The US, Iran and Saudi Arabia: A complicated triangle
WASHINGTON - Washington’s lifting of economic sanctions on Iran is a boon to bilateral relations but there are still major obstacles to a full detente, a former senior US diplomat said.
“Both sides have emphatically repeated that the (nuclear) deal is a transactional agreement and each side is dealing with their fringe with whom a transformational agreement would be anathema,” ambassador Barbara Bodine told The Arab Weekly in her office at Georgetown University, where she is director of the Institute for the Study of Diplomacy.
“But it’s still a historic agreement.”
Bodine, who was US ambassador to Yemen from 1997- 2001 and also served in Kuwait and Iraq, said US-Iranian bilateral relations have seen significant improvement, as witnessed by the January 12th incident in which a two small US Navy boats veered into Iranian waters. Iranian authorities arrested and detained ten American sailors but released them about 16 hours later with little or no fanfare.
“It’s a fairly remarkable step itself that our secretary of state could pick up the phone and call the Iranian foreign minister and that the foreign minister took his call. That wouldn’t have happened 18 months ago,” said Bodine.
But this does not mean that Washington will soon open an embassy in Tehran, she warns. Perhaps the United States will open an interest section there but even this is unlikely before the end of US President Barack Obama’s term, according to Bodine.
Indeed, there is little indication that either side trusts the other. On January 17th, the Obama administration imposed new sanctions on Iran for two recent ballistic missile tests that violated UN resolutions. Two days later, Iranian Supreme Leader Ayatollah Ali Khamenei warned Iranian President Hassan Rohani and his government to guard against American “deceptions”.

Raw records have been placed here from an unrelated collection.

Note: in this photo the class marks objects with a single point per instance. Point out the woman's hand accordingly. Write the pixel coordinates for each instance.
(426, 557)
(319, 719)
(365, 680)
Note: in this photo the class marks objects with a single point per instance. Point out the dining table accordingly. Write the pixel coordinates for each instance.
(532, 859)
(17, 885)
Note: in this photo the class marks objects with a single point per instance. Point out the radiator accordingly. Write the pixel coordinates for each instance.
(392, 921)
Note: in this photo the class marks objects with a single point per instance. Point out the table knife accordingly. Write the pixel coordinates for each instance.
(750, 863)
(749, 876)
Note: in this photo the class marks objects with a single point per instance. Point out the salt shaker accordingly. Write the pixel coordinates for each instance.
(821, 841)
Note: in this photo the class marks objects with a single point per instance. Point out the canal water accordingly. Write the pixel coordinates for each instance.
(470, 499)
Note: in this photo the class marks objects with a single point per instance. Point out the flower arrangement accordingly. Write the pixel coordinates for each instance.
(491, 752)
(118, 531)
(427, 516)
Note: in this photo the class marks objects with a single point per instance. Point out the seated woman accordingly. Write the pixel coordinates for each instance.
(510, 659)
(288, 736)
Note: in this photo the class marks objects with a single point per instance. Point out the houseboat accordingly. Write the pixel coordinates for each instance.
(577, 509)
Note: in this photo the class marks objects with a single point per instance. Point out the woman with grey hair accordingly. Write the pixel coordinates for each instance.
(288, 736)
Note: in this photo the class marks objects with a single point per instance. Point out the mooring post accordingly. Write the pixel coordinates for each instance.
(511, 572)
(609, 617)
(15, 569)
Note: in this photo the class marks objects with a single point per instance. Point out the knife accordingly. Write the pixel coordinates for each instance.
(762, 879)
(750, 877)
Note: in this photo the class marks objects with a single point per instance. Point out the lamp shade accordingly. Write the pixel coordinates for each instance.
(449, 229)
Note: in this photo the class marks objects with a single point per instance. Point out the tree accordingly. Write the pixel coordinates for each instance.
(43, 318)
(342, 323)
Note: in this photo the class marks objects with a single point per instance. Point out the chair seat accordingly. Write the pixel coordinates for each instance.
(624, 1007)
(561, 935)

“It’s a given that the Iranians think the Americans are not trustworthy and duplicitous, neither side trusts the other one,” said Bodine. “After all, most Americans don’t know who the shah was, while Iranians do, and most Iranians don’t remember our embassy (hostage situation) but every American does.”
Asked how this new relationship might affect geopolitical dynamics in the region, Bodine said that Israel, as well as Saudi Arabia and its Sunni Arab allies, might pose a challenge in what she called a worst-case scenario, even if highly unlikely.
The scenario involves Israel taking unilateral military action against Iran by flying over Sunni Arab air space to reach the Islamic Republic. An Israeli fighter jet could fly along the northern Saudi border to reach Iran and the Saudis would turn a blind eye until after the fact, Bodine explained.
Israel has been vehemently against the Iran nuclear agreement and Israeli Prime Minister Binyamin Netanyahu embarrassed many US allies by staging a diplomatic faux pas last March when he publicly lobbied members of Congress to support him against the deal while the White House was engaged in sensitive negotiations with Tehran. Washington insiders say that the relationship between Netanyahu and Obama subsequently plummeted to all-time lows.
Saudi Arabia has also been opposed to the Iran agreement, though the kingdom did not state so publicly. What worries the Saudis most is that Iran will use the tens of billions of dollars expected to be released after sanctions are lifted to expand its influence in the region, especially in Syria, Iraq, Lebanon and Yemen. On January 19th, Saudi Foreign Minister Adel al-Jubeir warned that if the funds “support the nefarious activities of the Iranian regime, this will be a negative and it will generate a pushback”.
Adding to the Saudis’ woes is that it has historically viewed its value to the West as a major oil exporter and an alternative to Iran, Bodine said. With oil revenue on the decline, the Iran agreement may appear particularly threatening to the kingdom.
“Saudi’s greatest fear is to be irrelevant or abandoned… and now, Saudi Arabia is looking around and wondering: What’s our value to the US?” Bodine said.
This question might be of particular relevance as the international community tries to find a resolution to the crisis in Syria. Diplomatic efforts have involved Saudi Arabia, Iran, Russia and the United States but with relations between Riyadh and Tehran sour, talks might stall indefinitely.
The two regional powers cut diplomatic relations after Saudi Arabia executed Nimr al-Nimr, a Saudi Shia cleric, which triggered mob attacks on the kingdom’s embassy in Tehran. In a show of solidarity with their Sunni Arab ally, Bahrain, Kuwait, Sudan, Djibouti and Qatar pulled their ambassadors from Tehran.